Not in Lithuania. Some of the same leading right-wing politicians who would attend an event on a Monday to honor a Nazi collaborator complicit in the murder of Lithuanian Jewish civilians in 1941 might have no hesitation heading out on Tuesday to unveil a plaque in memory of Holocaust victims, and a meeting on Wednesday with naive North American, west European or Israeli visitors to talk about his country’s dedication to embracing the Litvak heritage of its murdered Jewish population. (Actually, “hijacking” the legacy of the annihilated minority is more accurate than “embracing” here. There is something of a Fake Litvak industry.)

In part, the double game is enabled by the unique situation in the region of having a “court Jew” in parliament. When the Prague Declaration was produced in 2008, Lithuania’s MP Emanuelis Zingeris became the only Jew in Europe to sign. It is of course still open to him to simply issue a statement saying he made a mistake…

But this is not only about the one Jewish MP. The desire to usurp and identity-thieve the Litvak heritage as a neat and swell cover for historic revisionism has led to many projects, usually Jew-free in their leadership, which claim to carry the Litvak heritage forward. The list is long enough for a proper study. One of the gems was the “Litvak Foundation” whose director wrote an antisemitic article shortly after stepping down from his post. Then there was the mostly Litvak-less “Litvak Forum.” The list goes on. Today’s central Vilnius is dotted with high-value property featuring an array of “Jewish” institutions that do not have a single Jewish member of staff (just think of the ramifications, say, of an analogous string of snow-white entities dedicated to African-American culture in a city in the United States).

In wider terms, the right-wing government in power has learned to speak the language of naive foreign Jewish dignitaries and roots-tourists, clueless Western descendants of Litvaks, and American diplomats, persuading them to concentrate on this or that plaque or memorial event, and to make light of state-sponsored enabling of neo-Nazi marches in city centers on independence day holidays; the criminalization of free debate on the Holocaust; the glorification of perpetrators; the defamation of survivors who resisted; the toleration of front pages of national dailies reminiscent of 1930s Germany.

In this context, it is perhaps not a surprise that the name of MEP Vytautas Landsbergis appears on the board of the “Maceva” project to preserve and record Jewish cemeteries in Lithuania (a most laudable goal, supported by this journal).

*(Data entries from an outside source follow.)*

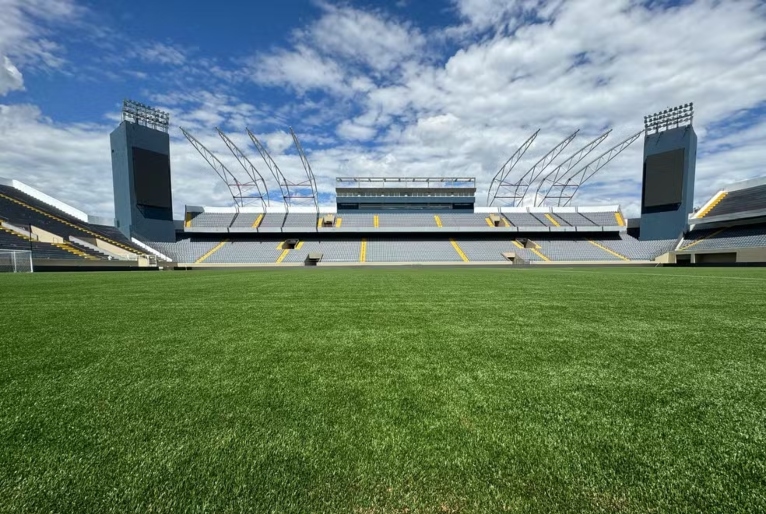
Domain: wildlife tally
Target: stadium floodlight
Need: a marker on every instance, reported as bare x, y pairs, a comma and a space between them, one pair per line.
678, 116
142, 114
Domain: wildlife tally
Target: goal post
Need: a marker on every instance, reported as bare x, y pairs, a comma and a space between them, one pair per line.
16, 261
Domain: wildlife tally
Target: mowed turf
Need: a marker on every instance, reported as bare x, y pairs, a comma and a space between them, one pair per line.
380, 390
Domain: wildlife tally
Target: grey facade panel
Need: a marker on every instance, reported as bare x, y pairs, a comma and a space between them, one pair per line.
669, 221
133, 219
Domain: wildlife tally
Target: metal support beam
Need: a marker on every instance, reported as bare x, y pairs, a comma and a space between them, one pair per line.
517, 191
507, 168
255, 185
274, 169
238, 195
571, 184
565, 168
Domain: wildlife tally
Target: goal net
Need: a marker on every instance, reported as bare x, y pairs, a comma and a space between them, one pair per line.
15, 261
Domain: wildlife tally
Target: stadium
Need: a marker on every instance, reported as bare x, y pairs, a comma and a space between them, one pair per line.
405, 350
532, 217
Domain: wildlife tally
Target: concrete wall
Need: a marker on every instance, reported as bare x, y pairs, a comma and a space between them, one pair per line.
669, 224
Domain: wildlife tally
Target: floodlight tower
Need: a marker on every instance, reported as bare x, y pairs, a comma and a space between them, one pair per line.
670, 156
143, 200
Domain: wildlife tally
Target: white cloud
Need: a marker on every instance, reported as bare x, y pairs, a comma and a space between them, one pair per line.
375, 96
10, 77
162, 53
23, 39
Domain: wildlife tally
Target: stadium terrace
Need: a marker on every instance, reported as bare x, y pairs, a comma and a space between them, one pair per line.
532, 217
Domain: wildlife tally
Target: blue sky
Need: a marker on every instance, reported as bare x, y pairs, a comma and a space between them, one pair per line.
447, 87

Or that his personal assistant’s spouse is the world’s most energetic 24/7 monitor of Litvak forums in cyberspace and has now succeeded to promote a politicized Maceva[i] (with the Landsbergis brand on the board, make no mistake, it is profoundly politicized) as the only formal “Jewish” partner of this summer’s SLS in Vilnius, eclipsing partnerships with the Jewish community and the Green House. “Maceva” also features on its board the Vilnius intellectual who thinks this journal’s editor practices Jewish black arts to persuade folks of his opinions (our response here), and the editor of Bernardinai, who publishes many fine articles on Jewish culture in addition to articles glorifying of the 1941 collaborators and participants in the Holocaust, as well as odes, by the archbishop and others, to the Nazi puppet prime minister recently reburied.

A pity on the naive foreigners who think that all on the board are in it for the love of Litvaks, Lithuanian Jewish culture, and the sacred need for the truth to be told about the annihilation of the country’s Jewish population during the Holocaust. Beyond eliminating from the board those who work to downgrade the Lithuanian Holocaust, supporters might gently suggest the addition of the country’s 250 mass graves to the project’s remit.

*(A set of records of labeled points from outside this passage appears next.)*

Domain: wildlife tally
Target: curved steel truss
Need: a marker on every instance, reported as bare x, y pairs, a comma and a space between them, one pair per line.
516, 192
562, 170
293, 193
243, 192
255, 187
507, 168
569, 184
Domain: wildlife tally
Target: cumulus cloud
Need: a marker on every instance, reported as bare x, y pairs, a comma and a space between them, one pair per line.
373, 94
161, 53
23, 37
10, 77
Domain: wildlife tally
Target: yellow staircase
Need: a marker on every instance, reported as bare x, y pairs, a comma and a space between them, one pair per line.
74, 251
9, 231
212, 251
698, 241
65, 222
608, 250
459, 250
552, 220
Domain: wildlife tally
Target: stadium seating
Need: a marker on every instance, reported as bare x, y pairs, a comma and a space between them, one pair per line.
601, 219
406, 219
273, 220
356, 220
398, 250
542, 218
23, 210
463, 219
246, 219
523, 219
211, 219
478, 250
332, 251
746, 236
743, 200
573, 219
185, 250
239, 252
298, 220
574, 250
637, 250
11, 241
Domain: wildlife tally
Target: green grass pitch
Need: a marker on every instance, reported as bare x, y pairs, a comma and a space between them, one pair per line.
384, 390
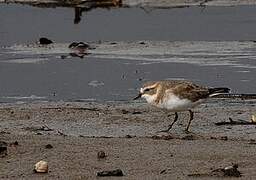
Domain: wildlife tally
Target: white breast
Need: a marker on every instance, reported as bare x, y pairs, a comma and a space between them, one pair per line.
174, 103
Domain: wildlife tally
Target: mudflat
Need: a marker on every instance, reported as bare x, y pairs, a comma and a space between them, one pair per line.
69, 135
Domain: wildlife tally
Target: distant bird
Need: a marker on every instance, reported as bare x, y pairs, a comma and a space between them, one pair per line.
177, 95
45, 41
80, 45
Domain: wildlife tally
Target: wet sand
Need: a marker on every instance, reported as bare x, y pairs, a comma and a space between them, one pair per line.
127, 133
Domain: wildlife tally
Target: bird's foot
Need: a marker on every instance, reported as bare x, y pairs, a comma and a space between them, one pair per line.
163, 131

For the remnant of Lithuanian Jewry, the “double game” being played by the New Far Right is distressing. Hostility toward the victims and survivors of the Holocaust, toward the accurate history, robust living Litvak culture, and the present Jewish community and its stalwart liberal supporters, can, they think, be “fixed” by joining this or that board of a “Jewish” project. In this case, to focus in on the graveyards of Litvak Jewry.

How convenient (and symbolic). After all, graveyards don’t talk back. But their souls go marching on.